While the world of WWE wrestling is scripted, occasionally real world comments intrude, and for some while before 2015 the organisation had been criticised for marginalising its female wrestlers via billing, terminology and air time. It culminated in a women’s bout at RAW 2015 being cut to thirty seconds, which sparked a wider campaign. Of course, how much of this was the WWE hijacking the cause for promotion will never be known. The result was a rebranding and greater prominence, as new women wrestlers were promoted to the main roster.

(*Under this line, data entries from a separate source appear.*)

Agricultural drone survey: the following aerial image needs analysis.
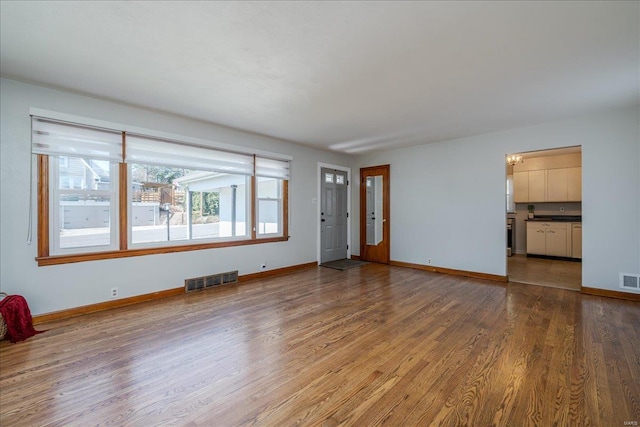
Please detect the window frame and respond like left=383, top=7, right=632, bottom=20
left=254, top=176, right=287, bottom=239
left=36, top=131, right=289, bottom=266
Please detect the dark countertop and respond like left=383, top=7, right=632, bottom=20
left=525, top=215, right=582, bottom=222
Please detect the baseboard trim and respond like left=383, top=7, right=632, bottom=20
left=580, top=286, right=640, bottom=302
left=33, top=261, right=318, bottom=325
left=389, top=261, right=509, bottom=283
left=238, top=261, right=318, bottom=282
left=33, top=286, right=184, bottom=325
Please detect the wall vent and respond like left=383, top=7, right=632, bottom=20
left=620, top=273, right=640, bottom=292
left=184, top=270, right=238, bottom=292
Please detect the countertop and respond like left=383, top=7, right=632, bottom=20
left=525, top=215, right=582, bottom=222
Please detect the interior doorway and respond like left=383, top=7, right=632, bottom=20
left=360, top=165, right=391, bottom=264
left=319, top=166, right=349, bottom=264
left=506, top=146, right=583, bottom=291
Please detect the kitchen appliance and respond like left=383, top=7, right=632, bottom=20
left=507, top=218, right=516, bottom=256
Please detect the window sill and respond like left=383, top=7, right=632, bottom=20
left=36, top=236, right=289, bottom=267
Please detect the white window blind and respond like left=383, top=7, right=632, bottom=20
left=126, top=134, right=253, bottom=175
left=256, top=156, right=290, bottom=180
left=31, top=116, right=122, bottom=161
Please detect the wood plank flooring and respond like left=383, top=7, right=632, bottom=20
left=0, top=264, right=640, bottom=427
left=507, top=255, right=582, bottom=291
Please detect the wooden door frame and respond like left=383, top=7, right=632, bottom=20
left=360, top=164, right=391, bottom=264
left=312, top=162, right=352, bottom=265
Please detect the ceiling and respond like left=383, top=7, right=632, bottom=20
left=0, top=1, right=640, bottom=153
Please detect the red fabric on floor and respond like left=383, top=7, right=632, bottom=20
left=0, top=295, right=44, bottom=343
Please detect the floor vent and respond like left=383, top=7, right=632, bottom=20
left=184, top=270, right=238, bottom=292
left=620, top=273, right=640, bottom=292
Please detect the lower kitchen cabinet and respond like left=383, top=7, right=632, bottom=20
left=527, top=221, right=571, bottom=257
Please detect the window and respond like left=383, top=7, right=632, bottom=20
left=32, top=116, right=289, bottom=265
left=256, top=177, right=282, bottom=236
left=256, top=157, right=289, bottom=237
left=49, top=156, right=118, bottom=254
left=32, top=118, right=122, bottom=255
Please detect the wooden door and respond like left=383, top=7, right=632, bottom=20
left=360, top=165, right=391, bottom=264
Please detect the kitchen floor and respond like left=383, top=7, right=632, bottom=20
left=507, top=255, right=582, bottom=291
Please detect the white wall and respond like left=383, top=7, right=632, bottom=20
left=0, top=79, right=350, bottom=315
left=352, top=107, right=640, bottom=290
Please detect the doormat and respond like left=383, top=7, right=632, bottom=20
left=320, top=259, right=369, bottom=271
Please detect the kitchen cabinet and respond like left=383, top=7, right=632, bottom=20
left=546, top=168, right=567, bottom=202
left=571, top=222, right=582, bottom=259
left=513, top=172, right=529, bottom=203
left=513, top=167, right=582, bottom=203
left=527, top=221, right=571, bottom=257
left=567, top=167, right=582, bottom=202
left=529, top=170, right=547, bottom=202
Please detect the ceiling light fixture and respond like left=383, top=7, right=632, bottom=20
left=507, top=154, right=524, bottom=166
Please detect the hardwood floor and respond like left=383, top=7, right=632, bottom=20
left=0, top=264, right=640, bottom=426
left=507, top=255, right=582, bottom=291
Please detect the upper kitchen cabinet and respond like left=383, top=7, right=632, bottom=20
left=567, top=167, right=582, bottom=202
left=513, top=153, right=582, bottom=203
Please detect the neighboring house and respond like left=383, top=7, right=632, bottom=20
left=60, top=157, right=109, bottom=190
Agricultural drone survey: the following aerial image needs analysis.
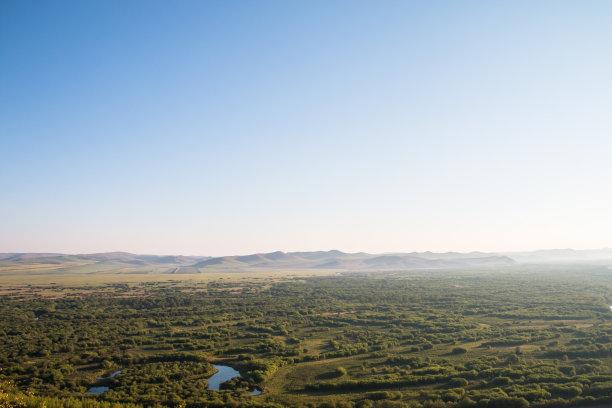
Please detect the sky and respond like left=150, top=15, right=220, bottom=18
left=0, top=0, right=612, bottom=256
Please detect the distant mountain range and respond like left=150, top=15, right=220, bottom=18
left=0, top=249, right=612, bottom=273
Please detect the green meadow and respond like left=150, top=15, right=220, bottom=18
left=0, top=266, right=612, bottom=407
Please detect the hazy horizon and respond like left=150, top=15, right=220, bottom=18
left=0, top=1, right=612, bottom=256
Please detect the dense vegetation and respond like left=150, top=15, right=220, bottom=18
left=0, top=267, right=612, bottom=408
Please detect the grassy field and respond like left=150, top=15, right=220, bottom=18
left=0, top=266, right=612, bottom=407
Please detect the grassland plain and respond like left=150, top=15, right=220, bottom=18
left=0, top=266, right=612, bottom=407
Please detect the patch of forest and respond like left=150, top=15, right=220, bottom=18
left=0, top=268, right=612, bottom=408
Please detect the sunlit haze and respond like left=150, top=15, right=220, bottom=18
left=0, top=1, right=612, bottom=256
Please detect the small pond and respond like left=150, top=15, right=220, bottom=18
left=85, top=370, right=121, bottom=394
left=85, top=387, right=110, bottom=394
left=207, top=365, right=240, bottom=391
left=207, top=365, right=261, bottom=395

The focus for Dennis Hopeless and Serg Acuña telling this story is Bayley, who relates her career in hindsight, starting with her arrival in training camp where she first meets Sasha Banks, Charlotte Flair and Becky Lynch. Bayley has all the skills, but a fundamentally pleasant personality results in a naivety and when her friends join the main WWE roster, she’s not part of the package.

Hopeless runs with the nice guys finish last routine for much of the story, Bayley having that constantly reinforced despite an early intervention by WWE legend Dusty Rhodes advising she remain true to herself. It’s much the same pattern of putdowns being claimed for inspiration that we’ve seen in other WWE graphic novels, but here it feels as if the homilies and plot twists are more obviously ladling on the saccharine than previously. They’re also more manipulative, but that’s down to Hopeless having to follow the WWE plots.

As in the other WWE graphic novels, another artist steps in to spot Serg Acuña for some sequences, this time Kendall Goode, whose methods are less defined and more generic. Acuña supplies cartoon representations of the wrestlers instead of exact likenesses, and that works in defining them.

The best chapter is the last, where the plucky and likeable Bayley has to pick herself off the floor, and those who follow WWE knows where the story goes from there.